Le joueur de l'équipe de France, Nicolas Anelka, lors du match France - Mexique, le 17 juin à Polokwane (Afrique du sud).
Le joueur de l'équipe de France, Nicolas Anelka, lors du match France - Mexique, le 17 juin à Polokwane (Afrique du sud). - Chine Nouvelle/Sipa

De notre envoyé spécial à Knysna (Afrique du sud),

Les murs du vestiaire du stade de Polokwane n’ont plus besoin de parler. Les acteurs de l’incident de jeudi soir, à la mi-temps du match contre le Mexique l’ont fait pour eux. Contraints et forcés de s’expliquer sur ce qui aurait dû reste un secret, selon Raymond Domenech. Mais la publication, à la Une de L’Equipe a changé la donne. Nicolas Anelka a été puni, renvoyé chez lui par la fédération qui devait réagir pour ne pas s’enfoncer un peu plus dans le discrédit.

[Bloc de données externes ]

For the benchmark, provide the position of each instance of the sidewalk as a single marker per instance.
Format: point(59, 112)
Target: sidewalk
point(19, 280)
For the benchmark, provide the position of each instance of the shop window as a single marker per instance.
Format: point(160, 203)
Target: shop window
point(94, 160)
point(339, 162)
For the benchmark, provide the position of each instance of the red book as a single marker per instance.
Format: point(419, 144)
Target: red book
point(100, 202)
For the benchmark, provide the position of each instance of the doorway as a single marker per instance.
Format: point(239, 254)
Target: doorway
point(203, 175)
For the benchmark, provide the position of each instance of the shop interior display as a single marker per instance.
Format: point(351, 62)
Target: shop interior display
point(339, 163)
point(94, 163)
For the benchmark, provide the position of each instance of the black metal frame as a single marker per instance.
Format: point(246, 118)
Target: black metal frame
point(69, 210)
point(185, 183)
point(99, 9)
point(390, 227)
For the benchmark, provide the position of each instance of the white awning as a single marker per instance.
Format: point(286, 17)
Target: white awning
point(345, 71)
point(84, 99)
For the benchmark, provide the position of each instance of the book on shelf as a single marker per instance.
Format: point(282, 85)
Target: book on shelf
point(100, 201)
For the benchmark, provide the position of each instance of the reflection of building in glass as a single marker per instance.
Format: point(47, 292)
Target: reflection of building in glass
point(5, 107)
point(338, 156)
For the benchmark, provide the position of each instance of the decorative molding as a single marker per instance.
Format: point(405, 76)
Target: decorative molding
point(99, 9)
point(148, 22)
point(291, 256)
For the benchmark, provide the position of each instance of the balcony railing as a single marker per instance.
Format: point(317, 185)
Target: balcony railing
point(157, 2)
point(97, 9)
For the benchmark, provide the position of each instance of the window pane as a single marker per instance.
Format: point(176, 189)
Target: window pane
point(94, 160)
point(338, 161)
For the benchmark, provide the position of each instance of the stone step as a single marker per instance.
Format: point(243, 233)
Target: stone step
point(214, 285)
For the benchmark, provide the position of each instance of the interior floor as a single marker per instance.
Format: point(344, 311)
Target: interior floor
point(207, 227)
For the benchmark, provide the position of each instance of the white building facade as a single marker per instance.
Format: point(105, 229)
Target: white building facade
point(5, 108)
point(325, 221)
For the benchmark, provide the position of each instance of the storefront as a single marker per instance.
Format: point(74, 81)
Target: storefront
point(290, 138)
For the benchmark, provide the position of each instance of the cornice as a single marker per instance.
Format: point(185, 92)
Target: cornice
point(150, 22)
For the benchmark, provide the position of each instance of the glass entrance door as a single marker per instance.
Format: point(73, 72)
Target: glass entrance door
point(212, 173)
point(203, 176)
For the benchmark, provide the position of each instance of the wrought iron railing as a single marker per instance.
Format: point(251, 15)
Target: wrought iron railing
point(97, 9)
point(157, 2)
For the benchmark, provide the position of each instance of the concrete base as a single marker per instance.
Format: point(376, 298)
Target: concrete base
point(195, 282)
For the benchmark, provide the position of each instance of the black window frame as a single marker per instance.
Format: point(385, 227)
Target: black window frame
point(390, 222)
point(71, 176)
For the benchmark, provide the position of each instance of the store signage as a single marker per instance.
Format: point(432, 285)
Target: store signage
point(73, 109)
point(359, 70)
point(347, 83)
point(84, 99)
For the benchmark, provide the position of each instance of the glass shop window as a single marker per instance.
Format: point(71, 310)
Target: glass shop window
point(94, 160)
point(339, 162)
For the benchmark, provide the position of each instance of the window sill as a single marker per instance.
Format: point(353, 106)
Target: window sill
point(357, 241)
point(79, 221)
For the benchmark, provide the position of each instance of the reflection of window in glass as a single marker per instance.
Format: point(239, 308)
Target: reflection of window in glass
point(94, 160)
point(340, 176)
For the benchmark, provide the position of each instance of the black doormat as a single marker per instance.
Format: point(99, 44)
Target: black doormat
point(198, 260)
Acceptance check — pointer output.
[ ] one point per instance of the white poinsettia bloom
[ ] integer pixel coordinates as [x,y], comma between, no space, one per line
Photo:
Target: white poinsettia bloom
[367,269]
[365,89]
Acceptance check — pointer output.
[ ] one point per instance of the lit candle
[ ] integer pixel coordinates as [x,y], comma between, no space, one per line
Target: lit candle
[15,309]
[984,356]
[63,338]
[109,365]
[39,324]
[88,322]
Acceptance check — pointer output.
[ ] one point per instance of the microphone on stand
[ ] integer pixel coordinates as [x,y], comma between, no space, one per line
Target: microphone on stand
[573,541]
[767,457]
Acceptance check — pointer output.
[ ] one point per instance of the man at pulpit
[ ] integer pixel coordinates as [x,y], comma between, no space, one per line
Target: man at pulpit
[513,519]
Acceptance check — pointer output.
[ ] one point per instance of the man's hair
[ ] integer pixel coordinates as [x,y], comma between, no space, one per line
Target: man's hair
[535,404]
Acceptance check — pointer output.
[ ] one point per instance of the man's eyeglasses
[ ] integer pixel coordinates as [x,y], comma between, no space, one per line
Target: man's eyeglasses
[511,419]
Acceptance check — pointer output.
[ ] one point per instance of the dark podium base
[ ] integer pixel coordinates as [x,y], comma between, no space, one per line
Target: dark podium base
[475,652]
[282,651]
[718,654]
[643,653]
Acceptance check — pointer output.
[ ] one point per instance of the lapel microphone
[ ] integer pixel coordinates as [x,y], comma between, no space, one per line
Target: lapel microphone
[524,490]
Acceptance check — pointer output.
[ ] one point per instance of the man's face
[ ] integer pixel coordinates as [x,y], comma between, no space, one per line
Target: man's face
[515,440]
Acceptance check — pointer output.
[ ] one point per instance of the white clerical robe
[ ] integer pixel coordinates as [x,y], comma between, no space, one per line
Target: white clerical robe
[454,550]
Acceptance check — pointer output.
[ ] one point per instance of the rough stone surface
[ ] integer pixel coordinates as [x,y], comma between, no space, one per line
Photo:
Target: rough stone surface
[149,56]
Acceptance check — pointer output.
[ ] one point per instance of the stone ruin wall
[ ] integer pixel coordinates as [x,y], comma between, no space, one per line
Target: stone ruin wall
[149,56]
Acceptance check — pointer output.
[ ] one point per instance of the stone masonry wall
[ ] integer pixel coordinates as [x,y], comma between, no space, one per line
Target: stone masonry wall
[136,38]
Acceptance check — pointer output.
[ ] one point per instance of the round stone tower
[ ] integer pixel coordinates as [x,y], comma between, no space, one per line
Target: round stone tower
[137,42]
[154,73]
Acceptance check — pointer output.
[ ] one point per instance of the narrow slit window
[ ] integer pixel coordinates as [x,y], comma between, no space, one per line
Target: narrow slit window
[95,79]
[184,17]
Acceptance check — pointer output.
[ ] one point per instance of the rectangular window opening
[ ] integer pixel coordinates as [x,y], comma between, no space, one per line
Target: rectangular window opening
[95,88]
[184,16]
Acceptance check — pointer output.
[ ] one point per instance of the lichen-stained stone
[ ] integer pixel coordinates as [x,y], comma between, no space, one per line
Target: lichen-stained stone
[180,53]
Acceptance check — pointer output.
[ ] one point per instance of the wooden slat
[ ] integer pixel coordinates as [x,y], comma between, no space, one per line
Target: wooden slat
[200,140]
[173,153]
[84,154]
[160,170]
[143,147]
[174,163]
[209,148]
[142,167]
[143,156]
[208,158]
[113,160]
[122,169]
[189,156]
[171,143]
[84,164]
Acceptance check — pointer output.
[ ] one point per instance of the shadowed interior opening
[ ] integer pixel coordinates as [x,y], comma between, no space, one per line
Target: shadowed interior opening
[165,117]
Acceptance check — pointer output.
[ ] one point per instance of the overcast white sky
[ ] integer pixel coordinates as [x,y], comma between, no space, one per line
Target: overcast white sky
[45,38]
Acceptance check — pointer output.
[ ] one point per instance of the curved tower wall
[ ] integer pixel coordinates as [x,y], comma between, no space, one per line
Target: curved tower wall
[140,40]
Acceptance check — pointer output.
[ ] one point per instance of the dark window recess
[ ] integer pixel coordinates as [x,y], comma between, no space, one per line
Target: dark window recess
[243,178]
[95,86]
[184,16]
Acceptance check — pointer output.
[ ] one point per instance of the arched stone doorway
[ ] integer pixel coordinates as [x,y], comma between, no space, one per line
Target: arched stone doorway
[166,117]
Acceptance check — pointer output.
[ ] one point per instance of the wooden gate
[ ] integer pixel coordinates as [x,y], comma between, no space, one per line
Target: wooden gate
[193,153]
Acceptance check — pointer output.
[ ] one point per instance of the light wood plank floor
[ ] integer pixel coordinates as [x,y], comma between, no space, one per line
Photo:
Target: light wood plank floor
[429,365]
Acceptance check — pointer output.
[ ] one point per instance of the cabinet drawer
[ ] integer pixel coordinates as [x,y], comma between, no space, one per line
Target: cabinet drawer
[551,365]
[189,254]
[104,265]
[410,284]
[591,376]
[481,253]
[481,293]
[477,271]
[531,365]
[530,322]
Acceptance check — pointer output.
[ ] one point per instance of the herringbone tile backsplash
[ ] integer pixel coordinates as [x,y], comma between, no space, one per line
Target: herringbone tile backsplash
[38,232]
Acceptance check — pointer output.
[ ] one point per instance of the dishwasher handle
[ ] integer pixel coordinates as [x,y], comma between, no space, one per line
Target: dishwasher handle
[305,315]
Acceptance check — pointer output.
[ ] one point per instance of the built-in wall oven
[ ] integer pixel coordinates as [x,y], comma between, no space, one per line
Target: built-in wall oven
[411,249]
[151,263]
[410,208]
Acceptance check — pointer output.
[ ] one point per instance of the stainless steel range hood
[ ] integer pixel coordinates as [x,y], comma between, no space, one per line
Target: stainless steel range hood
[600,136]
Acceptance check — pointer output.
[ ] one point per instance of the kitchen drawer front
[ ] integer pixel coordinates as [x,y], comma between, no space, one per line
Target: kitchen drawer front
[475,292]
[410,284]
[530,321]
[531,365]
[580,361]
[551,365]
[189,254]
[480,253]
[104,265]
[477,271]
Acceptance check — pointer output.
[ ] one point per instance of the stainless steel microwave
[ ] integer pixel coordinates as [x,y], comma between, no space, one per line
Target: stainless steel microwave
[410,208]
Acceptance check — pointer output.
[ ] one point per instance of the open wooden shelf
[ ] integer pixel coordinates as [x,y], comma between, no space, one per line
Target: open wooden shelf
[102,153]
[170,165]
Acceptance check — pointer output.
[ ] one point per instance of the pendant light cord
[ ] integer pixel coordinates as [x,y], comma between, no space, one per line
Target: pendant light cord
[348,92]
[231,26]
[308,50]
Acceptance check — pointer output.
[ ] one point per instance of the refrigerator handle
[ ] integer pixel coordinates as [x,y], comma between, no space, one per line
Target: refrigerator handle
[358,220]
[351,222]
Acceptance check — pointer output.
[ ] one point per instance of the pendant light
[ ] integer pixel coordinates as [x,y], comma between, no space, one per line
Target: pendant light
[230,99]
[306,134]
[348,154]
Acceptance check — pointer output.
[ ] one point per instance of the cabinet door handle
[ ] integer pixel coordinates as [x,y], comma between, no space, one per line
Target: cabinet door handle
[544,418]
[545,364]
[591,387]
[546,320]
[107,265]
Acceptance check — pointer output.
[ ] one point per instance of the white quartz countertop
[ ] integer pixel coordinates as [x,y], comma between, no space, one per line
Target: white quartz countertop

Avant de prendre la décision de convoquer une commission de discipline, Jean-Pierre Escalettes jure qu’il a «mené sa petite enquête». Selon la voix de la fédé, appuyée par celle de Patrice Evra, Nicolas Anelka ne se serait pas directement adressé à son sélectionneur quand il l’a insulté. Raymond Domenech lui a fait une réflexion sur son positionnement, sa façon de décrocher, qui ne correspondait pas aux consignes données en début de match. Le joueur ne l’a pas du tout appréciée avant de le signifier, à sa façon, au sélectionneur. «Ce n'était pas un affrontement, minimise Raymond Domenech dans Téléfoot, dimanche matin. Les gens n'imaginent pas la pression. On est dans un vestiaire, le sélectionneur dit quelque chose à un joueur qui est déjà sous pression, il peut avoir un moment d'énervement, il a des mots.» 

Evra calme Anelka

Comme un élève vexé, qui répond au maître en marmonnant, il serait alors allé dans son coin pour prononcer les insultes. Pas exactement celles qui s’affichaient deux jours plus tard dans la presse, mais un message du même acabit («Va niquer ta mère» au lieu de «va te faire enculer, sale fils de pute»…) Evidemment, la phrase était assez audible pour que tout le monde soit au courant. Y compris Raymond Domenech qui aurait continué son discours, en feignant de ne rien entendre. 

Sur le coup, Patrice Evra serait intervenu pour mettre le hola et calmer l’attaquant frondeur. «Vous pouvez demander aux autres. C’est moi qui ai mis fin à la discussion. Tous les joueurs peuvent le confirmer. Ça n’est pas allé plus loin», indique le capitaine. Juste après, sans s’emporter, Raymond Domenech aurait alors signifié à Nicolas Anelka sa mise à l’écart, devant un vestiaire pas plus sonné que cela par une telle bravade. Il paraît que la chose est courante dans une équipe de football. Au moins, on sait dans quelle ambiance cela se passe en équipe de France.